Project Description
Our research group has been working on applying machine learning and deep learning models for building predictive analytics towards real-world applications in health science. Last summer, we did preliminary data exploration and model synthesis on Chest X-ray images to predict lung disease. In medical diagnostics, chest radiography is one of the powerful methods to identify lung diseases such as Edema, Pneumonia, etc. However, manual examination of Chest X-rays demands the expert’s time, which is expensive and taxing on stakeholders. Promising developments in the computer vision application of artificial intelligence (AI) suggest that at least preliminary screening can be expeditiously conducted for a large number of X-rays for the benefit of patients, medical practitioners, and providers with AI applications. Several groups are currently developing AI platforms to predict lung diseases from chest radiography. The Stanford machine learning group recently published a large Chest X-ray set, each labeled possible for multiple conditions. One of our goals is to optimize the deep Convolutional Neural Networks (CNN) based on Resnet (Residual Network) models, which have shown to be accurate for image detection and segmentation, to make the multi-class predictions on the Chest X-ray images. In the first step, the student will check how Resnet models
will work on this multi-class prediction analytics on different sub-datasets to estimate the minimal number of images required to build the deep learning model.
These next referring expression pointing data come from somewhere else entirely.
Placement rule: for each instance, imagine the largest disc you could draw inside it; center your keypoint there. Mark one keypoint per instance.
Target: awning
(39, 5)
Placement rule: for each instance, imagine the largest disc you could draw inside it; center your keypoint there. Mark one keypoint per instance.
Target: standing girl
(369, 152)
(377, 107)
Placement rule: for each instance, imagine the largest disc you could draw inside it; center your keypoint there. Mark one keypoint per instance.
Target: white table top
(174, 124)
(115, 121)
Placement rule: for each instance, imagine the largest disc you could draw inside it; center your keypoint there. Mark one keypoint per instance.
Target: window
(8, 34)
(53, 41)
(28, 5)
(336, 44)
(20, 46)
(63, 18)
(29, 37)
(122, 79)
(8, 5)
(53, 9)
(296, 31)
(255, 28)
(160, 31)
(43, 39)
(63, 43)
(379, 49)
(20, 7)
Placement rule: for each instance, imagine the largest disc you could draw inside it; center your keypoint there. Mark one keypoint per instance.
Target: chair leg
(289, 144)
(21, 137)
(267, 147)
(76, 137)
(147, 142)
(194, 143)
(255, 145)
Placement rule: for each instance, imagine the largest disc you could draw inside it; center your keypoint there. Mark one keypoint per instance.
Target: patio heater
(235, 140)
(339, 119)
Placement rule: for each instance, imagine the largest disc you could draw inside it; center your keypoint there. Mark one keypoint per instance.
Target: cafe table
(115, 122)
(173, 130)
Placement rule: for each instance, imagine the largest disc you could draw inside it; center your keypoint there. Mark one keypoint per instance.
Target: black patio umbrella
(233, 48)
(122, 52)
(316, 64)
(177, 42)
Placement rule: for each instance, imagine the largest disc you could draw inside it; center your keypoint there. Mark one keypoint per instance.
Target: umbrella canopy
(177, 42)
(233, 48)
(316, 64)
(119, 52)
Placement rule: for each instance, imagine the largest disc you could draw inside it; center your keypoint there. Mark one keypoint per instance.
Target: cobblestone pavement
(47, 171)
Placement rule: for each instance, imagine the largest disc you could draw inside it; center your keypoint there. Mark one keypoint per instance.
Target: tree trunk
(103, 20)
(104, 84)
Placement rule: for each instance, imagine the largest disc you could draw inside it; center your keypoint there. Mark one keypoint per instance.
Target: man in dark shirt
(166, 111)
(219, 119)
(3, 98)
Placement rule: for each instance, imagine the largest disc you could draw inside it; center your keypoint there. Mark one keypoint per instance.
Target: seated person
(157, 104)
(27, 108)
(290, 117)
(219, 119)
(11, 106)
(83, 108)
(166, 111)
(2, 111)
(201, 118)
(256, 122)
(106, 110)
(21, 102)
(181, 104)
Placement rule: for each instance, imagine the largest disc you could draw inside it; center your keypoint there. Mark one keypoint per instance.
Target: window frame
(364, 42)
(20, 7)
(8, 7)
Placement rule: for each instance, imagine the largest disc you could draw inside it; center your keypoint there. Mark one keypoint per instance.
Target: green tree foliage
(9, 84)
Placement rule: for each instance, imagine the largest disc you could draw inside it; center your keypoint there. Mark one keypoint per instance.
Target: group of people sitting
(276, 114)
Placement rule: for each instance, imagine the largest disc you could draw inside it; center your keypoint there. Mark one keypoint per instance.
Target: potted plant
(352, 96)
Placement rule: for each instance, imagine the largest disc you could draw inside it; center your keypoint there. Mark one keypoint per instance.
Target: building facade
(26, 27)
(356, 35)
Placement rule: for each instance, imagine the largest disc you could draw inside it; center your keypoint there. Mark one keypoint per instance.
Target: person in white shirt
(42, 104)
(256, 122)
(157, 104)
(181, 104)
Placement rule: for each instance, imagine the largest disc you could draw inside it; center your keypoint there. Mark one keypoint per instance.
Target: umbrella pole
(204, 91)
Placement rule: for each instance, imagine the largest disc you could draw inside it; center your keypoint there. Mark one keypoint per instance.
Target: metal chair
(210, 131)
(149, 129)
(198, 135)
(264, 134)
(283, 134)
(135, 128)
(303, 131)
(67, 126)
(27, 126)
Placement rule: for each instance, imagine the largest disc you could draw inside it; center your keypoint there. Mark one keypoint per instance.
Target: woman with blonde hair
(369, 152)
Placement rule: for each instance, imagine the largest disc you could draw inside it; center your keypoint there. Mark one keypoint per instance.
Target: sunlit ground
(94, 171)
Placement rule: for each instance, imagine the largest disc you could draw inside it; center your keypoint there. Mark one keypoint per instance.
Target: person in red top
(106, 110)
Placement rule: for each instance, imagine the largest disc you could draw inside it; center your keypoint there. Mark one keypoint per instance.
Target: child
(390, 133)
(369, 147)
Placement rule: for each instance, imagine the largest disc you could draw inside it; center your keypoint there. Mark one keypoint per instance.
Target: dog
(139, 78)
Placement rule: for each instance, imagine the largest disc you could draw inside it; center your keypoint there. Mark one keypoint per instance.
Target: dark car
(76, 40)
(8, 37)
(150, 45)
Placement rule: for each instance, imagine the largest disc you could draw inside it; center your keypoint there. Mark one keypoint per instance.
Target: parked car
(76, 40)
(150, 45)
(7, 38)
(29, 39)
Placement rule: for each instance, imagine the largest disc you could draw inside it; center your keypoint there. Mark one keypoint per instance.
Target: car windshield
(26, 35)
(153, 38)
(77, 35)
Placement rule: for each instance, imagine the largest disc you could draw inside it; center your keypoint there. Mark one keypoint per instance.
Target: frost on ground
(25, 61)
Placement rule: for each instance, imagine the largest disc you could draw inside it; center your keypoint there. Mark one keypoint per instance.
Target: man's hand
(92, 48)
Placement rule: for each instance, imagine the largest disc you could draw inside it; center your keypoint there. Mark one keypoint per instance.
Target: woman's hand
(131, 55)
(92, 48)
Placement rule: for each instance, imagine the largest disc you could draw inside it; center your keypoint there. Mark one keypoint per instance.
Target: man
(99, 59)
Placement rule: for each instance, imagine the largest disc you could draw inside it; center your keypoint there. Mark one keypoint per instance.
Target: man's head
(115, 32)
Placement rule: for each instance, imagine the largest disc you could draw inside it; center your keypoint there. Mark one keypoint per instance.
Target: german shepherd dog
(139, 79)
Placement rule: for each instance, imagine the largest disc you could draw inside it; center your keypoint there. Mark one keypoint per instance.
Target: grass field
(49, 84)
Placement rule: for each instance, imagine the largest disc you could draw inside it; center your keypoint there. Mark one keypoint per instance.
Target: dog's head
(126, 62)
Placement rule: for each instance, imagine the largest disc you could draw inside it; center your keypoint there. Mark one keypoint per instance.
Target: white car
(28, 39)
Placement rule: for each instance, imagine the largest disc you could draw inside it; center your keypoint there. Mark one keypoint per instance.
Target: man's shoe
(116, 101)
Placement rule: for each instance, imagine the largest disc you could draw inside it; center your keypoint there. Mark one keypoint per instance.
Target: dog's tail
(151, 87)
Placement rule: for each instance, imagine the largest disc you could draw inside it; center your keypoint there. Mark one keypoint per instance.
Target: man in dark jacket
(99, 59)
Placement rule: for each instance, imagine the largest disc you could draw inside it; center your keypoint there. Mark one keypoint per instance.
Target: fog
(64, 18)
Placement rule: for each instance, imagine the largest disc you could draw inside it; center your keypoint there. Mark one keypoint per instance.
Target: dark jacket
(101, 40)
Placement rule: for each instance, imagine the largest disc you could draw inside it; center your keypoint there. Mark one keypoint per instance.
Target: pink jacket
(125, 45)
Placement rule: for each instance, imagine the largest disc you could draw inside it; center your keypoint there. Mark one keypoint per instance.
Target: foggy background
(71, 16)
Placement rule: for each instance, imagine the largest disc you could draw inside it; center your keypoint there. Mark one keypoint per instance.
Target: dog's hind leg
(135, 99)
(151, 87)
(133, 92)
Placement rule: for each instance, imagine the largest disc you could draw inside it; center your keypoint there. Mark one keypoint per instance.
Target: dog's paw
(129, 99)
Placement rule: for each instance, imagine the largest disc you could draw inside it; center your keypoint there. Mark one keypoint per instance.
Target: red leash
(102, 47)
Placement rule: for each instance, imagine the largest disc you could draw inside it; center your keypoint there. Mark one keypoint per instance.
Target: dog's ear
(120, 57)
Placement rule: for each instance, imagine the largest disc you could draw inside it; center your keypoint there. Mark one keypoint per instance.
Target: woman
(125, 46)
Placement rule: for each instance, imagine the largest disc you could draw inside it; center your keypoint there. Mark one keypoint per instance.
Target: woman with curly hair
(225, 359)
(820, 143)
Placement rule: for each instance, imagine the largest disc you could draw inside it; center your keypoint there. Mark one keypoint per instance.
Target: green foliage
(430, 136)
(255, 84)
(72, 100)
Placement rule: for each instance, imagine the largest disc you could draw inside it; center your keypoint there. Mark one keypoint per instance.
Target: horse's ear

In the next stage, the student will explore the impact of uncertainty with the labels. One of the challenges with this multi-class prediction is that the dataset has an uncertainty associated with the labels. The student will train the model without uncertainty and then add the uncertainty to understand its impact on the prediction. Then the student will examine a few Resnet models to improve the efficiency. All of this work will be benchmarked on the GPU resources at the Rutgers Campus Cluster and the Pittsburgh Supercomputing Center. Now we have have built the software stack and tested a simple CNN model to run on bridge-2 cluster at PSC.